Mobile operators can achieve this thanks in part to the reduction in the number of servers needed to replicate data for synchronization across the network. In one large scale customer assessment, the network provider was able to secure well over 50 percent of hardware savings over 3+ years.
Based on 3GPP guidelines, these network solutions, including its recently launched Virtualized Schema, enable operators to launch new 5G services such as network slicing faster. Operators can significantly reduce their hardware with virtual schema-based replication, meaning data can be stored once but accessed across multiple sites with sub-millisecond latency.
Enea’s 5G Core solutions look to control and manage how data is synchronized across the network. 'Smart synchronization' enables servers to toggle between real-time/instant sync and eventual/batch sync modes. Frequently used data is automatically categorised and stored ready for access on different parts of the network – without the need for replication on hardware.

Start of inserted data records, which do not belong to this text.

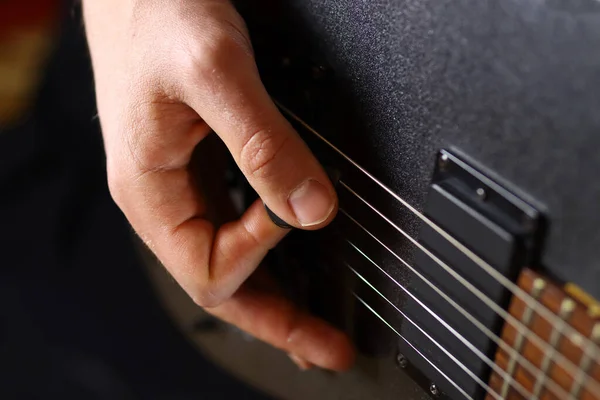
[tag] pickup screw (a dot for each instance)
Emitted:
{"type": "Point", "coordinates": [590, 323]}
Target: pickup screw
{"type": "Point", "coordinates": [482, 194]}
{"type": "Point", "coordinates": [443, 161]}
{"type": "Point", "coordinates": [434, 390]}
{"type": "Point", "coordinates": [401, 360]}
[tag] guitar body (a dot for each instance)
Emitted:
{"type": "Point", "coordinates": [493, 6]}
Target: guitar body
{"type": "Point", "coordinates": [509, 88]}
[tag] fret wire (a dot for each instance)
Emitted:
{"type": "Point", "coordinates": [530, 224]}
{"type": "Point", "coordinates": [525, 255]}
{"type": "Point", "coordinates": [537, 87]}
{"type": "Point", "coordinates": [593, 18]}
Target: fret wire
{"type": "Point", "coordinates": [570, 367]}
{"type": "Point", "coordinates": [471, 347]}
{"type": "Point", "coordinates": [542, 310]}
{"type": "Point", "coordinates": [566, 309]}
{"type": "Point", "coordinates": [461, 390]}
{"type": "Point", "coordinates": [585, 364]}
{"type": "Point", "coordinates": [495, 338]}
{"type": "Point", "coordinates": [538, 287]}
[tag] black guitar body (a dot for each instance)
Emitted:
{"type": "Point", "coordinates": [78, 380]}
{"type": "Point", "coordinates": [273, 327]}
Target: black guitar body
{"type": "Point", "coordinates": [508, 86]}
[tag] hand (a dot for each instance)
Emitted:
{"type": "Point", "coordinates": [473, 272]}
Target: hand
{"type": "Point", "coordinates": [167, 74]}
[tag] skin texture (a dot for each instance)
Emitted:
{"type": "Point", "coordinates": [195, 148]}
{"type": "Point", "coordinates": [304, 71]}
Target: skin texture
{"type": "Point", "coordinates": [168, 73]}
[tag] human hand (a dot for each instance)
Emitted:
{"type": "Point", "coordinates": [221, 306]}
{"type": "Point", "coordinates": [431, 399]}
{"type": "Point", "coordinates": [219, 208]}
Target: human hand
{"type": "Point", "coordinates": [167, 73]}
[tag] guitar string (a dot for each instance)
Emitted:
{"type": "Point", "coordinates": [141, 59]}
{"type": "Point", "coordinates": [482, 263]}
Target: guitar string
{"type": "Point", "coordinates": [471, 374]}
{"type": "Point", "coordinates": [501, 343]}
{"type": "Point", "coordinates": [478, 380]}
{"type": "Point", "coordinates": [589, 348]}
{"type": "Point", "coordinates": [568, 365]}
{"type": "Point", "coordinates": [461, 390]}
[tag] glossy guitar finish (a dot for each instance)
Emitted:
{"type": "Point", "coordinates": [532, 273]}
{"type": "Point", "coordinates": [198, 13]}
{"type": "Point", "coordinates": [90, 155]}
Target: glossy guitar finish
{"type": "Point", "coordinates": [509, 85]}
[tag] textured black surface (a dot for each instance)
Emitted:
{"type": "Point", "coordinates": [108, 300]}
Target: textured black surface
{"type": "Point", "coordinates": [511, 83]}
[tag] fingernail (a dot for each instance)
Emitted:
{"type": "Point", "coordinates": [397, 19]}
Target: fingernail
{"type": "Point", "coordinates": [300, 362]}
{"type": "Point", "coordinates": [311, 202]}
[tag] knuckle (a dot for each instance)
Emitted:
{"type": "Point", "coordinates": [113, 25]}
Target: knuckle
{"type": "Point", "coordinates": [260, 154]}
{"type": "Point", "coordinates": [218, 53]}
{"type": "Point", "coordinates": [204, 296]}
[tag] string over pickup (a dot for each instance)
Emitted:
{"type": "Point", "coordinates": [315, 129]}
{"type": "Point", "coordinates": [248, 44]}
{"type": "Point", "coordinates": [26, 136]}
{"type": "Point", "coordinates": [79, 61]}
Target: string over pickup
{"type": "Point", "coordinates": [480, 235]}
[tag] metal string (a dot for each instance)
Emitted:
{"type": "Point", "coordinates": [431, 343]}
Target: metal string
{"type": "Point", "coordinates": [487, 388]}
{"type": "Point", "coordinates": [587, 346]}
{"type": "Point", "coordinates": [461, 390]}
{"type": "Point", "coordinates": [530, 367]}
{"type": "Point", "coordinates": [524, 330]}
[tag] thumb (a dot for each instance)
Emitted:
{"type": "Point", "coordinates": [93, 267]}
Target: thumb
{"type": "Point", "coordinates": [230, 97]}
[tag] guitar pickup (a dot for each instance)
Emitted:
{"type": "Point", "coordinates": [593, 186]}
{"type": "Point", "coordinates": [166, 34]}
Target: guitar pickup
{"type": "Point", "coordinates": [472, 217]}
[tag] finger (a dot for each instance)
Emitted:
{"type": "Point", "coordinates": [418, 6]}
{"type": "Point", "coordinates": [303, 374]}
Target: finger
{"type": "Point", "coordinates": [275, 320]}
{"type": "Point", "coordinates": [229, 95]}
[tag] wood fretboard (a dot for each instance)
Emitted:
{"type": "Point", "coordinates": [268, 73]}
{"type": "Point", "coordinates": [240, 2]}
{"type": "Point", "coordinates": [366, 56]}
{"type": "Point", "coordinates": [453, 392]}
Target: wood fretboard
{"type": "Point", "coordinates": [542, 372]}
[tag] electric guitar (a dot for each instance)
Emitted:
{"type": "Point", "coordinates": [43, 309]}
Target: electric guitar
{"type": "Point", "coordinates": [464, 142]}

This allows operators to limit the compute-intensive real-time mode to only the data required. Lastly, flexible capacity expansion means new cloud native sites can be spun up to meet demand dynamically and torn down when not needed - so utilization is always optimised.
Commenting Roland Steiner, Senior Vice President for Telecoms, Enea said: “A growing number of forward-looking mobile operators are cutting their carbon footprint by reducing their network hardware. Both our subscriber data management and traffic management solutions are making a tangible difference, reducing the number of servers with no trade-offs in performance. Going green and cutting TCO also means operators can price their services competitively and that puts them in prime position to go after the notoriously price-sensitive IoT sector.”
Omdia has predicted that 5G is on track to have 3.4 billion subscribers by 2025 globally but this brings with it increased energy consumption and CO2 emissions from servers. According to BCG, the telecom industry currently produces twice the global CO2 emissions of civil aviation, and 3-4 percent of the world’s total. With global data increasing, this contribution is forecast to grow to 14 percent of all CO2 emissions by 2040.